A familiar feeling, but many of these students are far from familiarity. With their homes destroyed, some are making long commutes to get to school.
The school's superintendent says it’s a fine line when trying to reach out to displaced students.
"We don't want to point our kids out and say, 'hey, this one's facing an especially difficult time.' Our goal would be to provide the opportunity for them to talk at their own comfort level," Freeman said.
Freeman says the tragedy is strengthening student and teacher relationships.
"We have teachers who are very aware of the students who are displaced. We still have a number of staff members who are displaced," he said.
"We've all gone through it together. It's a shared experience. A moment of tragedy with a lot of greatness," Jim Tallman, the high school’s band director, said.

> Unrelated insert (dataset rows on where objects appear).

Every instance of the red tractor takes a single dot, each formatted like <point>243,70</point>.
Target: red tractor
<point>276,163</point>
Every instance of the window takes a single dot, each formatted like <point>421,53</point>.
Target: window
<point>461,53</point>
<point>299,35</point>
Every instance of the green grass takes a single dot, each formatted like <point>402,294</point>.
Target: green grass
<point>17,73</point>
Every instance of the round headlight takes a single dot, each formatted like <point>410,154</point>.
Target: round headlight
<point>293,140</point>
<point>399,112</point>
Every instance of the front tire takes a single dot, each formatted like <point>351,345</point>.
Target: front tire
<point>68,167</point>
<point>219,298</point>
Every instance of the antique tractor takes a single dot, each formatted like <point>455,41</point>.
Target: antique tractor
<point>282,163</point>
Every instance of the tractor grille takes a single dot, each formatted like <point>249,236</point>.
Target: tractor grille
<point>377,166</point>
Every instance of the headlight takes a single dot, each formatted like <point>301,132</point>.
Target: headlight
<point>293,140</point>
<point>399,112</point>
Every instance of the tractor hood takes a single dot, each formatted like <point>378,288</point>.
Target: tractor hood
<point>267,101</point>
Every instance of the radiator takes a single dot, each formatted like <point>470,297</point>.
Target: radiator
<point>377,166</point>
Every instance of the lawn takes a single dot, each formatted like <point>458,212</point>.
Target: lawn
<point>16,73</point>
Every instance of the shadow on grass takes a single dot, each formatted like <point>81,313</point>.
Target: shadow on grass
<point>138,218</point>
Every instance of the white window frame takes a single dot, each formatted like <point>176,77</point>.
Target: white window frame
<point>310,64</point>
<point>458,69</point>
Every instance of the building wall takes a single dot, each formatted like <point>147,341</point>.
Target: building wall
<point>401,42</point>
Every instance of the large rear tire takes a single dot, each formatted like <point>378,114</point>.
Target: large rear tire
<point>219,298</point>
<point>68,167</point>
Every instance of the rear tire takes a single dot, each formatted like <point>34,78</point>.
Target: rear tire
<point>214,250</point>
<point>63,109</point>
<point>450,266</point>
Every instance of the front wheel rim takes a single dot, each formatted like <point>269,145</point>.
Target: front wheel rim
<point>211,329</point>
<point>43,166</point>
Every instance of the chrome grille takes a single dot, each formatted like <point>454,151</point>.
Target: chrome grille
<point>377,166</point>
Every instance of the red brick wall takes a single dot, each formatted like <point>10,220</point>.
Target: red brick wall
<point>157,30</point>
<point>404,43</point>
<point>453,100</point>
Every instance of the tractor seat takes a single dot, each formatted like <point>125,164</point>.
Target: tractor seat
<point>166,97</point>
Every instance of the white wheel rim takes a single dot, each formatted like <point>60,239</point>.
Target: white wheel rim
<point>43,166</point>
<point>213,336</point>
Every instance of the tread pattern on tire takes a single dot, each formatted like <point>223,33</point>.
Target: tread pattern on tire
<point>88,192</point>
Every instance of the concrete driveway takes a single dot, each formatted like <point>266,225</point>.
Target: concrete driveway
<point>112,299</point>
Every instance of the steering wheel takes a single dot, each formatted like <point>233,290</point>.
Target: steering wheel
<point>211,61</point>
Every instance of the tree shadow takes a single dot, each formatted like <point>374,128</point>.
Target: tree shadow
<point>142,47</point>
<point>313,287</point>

Tallman has been commuting from Chillicothe and won't move into his new home until this November. He uses his situation to reach many of his students.
"Some will talk about the frustrations but some talk about the excitement, you know, as their new house is going up," he said.
The new school year is signaling a fresh start in Washington, but the teachers and staff just want students to get back to business as usual.
"The sadness is happened. Let's get on. You know, the rebuilding is a good way through it, and have that sense of normality to go through the whole school and community," Tallman said.